Donald Trump’s spending plans represent an "all-out assault on clean air and clean water", a former head of the Environmental Protection Agency has warned.
Gina McCarthy, who was the EPA’s administrator under Barack Obama, told Inside Climate News that the proposals – still to be approved by Congress – were worse than they first appeared.
Under the President’s plan, the EPA’s budget would be cut by 31 per cent and some 3,200 staff would lose their jobs.
Two other leading EPA officials, another ex-administrator, Carol Browner, and Mustafa Ali, who quit as EPA advisor for environmental justice after Mr Trump’s election, also voiced concern about the effect of the swingeing cuts.
Ms McCarthy told the website: “Literally and figuratively this budget is a scorched-earth budget.

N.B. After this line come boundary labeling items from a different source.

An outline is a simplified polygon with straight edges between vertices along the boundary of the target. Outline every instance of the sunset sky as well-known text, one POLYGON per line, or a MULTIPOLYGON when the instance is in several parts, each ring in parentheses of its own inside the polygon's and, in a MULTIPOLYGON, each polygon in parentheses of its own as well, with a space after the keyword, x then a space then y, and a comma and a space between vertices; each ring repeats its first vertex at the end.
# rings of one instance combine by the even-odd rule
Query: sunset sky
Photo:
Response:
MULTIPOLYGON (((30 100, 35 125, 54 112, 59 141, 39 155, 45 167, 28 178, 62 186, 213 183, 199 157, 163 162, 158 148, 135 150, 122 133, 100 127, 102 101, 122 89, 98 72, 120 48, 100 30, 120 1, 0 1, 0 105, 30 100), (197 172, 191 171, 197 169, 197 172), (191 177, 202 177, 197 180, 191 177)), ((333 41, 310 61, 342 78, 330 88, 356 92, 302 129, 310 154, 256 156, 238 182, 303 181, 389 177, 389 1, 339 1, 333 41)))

“It represents really an all-out assault on clean air and clean water and our ability to have safe homes, schools and places to work.
“This budget is even more challenging than it looks at first glance.”
The total proposed budget includes $2.3bn (about £1.85bn) which is actually given to individual states, rather than the EPA itself.
“When you take that out of the picture, the rest of the [EPA] budget is going to be cut from $6bn to $3.4bn. That's actually a 43 per cent cut in the ability to implement all of the clean water and clear air and clean land programmes,” Ms McCarthy said.
“Not to mention our ability to address the greatest environmental challenge of our time which is climate change.”
Ms Browner, who led the EPA from 1993 to 2001, said Republicans in Congress had shut the agency down several times by refusing to fund it during her time in office.
“What the Republican Congress discovered then is that the American people like their clean air. They like their clean water. They want the environmental cops on the beat,” she said.
Ms Browner said Mr Trump’s proposed budget “puts polluters first”.
Mr Ali said the plan “sends a direct signal that it's taking away the science that our most vulnerable communities have been asking for, to be able to validate the impacts of what has been happening inside of their communities”.
“It takes away those enforcement actions that help us make sure that those checks and balances between communities and those businesses and industries that may not necessarily be good players,” he added.